Like many glaciers Exit has receded massively in the last few hundred years, as we rode into the car park there were signs marking where the terminal face was in the early 1900′s that were literally hundreds of yards away from where it is now, it is thought at one point it ran right down to Seward.
Although the general trend is for Glaciers to be retreating there are however Glaciers around the world that are bucking that trend and growing in size.
The amount of snow that falls on the icefield versus the rate of melt at the terminal face regulates the size of a glacier and governs whether they advance or retreat. Exit glacier has a small river at its terminal face but some Glaciers have huge lakes at their end and some literally drop into the sea which we saw later on in Alaska.
Kev spent about ¾ of an hour at the top absorbing the view and taking pictures before it was time to return. We both managed a self-portrait but without each other to take the photo they were balanced on rocks and not the best images. The whiteness of the snow affects the cameras lightmeter and confuses it.
We found each other in the car park later despite having no means of contacting each other as only one phone had an Alaskan sim card.

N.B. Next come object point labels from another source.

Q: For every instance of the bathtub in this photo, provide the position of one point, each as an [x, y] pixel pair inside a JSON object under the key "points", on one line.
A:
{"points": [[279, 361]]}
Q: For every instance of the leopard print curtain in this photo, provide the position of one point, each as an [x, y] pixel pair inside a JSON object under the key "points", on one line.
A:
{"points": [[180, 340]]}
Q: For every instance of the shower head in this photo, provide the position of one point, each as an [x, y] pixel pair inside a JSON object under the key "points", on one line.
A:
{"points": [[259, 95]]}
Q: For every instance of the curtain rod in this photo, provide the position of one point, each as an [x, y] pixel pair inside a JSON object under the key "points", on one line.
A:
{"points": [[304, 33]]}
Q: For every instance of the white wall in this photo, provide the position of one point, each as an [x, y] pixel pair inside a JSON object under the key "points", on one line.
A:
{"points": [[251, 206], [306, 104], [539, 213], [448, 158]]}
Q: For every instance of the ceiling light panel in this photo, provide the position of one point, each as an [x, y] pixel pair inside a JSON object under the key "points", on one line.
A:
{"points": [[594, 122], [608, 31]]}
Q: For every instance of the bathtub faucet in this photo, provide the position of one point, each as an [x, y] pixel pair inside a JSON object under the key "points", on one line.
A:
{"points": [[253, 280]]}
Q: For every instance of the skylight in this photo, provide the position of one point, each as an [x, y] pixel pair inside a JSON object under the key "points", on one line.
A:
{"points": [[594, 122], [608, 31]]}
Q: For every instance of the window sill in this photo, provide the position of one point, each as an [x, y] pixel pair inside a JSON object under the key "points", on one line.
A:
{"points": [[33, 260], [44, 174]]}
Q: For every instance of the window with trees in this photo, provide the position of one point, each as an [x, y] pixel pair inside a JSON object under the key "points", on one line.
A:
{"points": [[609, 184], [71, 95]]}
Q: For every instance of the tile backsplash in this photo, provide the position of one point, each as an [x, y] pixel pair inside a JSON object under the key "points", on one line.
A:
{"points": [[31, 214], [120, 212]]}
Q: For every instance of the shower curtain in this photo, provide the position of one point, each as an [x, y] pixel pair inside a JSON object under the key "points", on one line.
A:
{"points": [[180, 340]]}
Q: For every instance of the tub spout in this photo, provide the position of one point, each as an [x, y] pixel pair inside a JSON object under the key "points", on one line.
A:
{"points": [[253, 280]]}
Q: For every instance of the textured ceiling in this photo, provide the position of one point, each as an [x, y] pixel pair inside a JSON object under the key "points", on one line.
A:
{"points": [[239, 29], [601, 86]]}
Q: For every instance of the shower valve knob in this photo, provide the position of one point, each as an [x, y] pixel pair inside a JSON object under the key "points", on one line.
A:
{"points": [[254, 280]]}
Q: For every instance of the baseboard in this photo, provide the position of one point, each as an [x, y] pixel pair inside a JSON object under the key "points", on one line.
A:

Karen had a jolly good hike too and had done really well, she got as far as the meadows about half way up.
Here at the meadows Karen had a spectacular view down onto a really blue part of the glacier. In crevices the ice appears a deep blue caused by all the colours of the spectrum being absorbed by the thick ice except blue.
From Karen’s vantage point she could see people on tours walking out on the glacier and even the steps carved in the ice.
We got back down to the possible free camp around dusk, others had obviously camped there before and as eagle-eyed Karen scouted out where best to put the tipi she found $10 someone had dropped. Bonus ! Not only did we save $10 camping fee but we made $10 profit as well.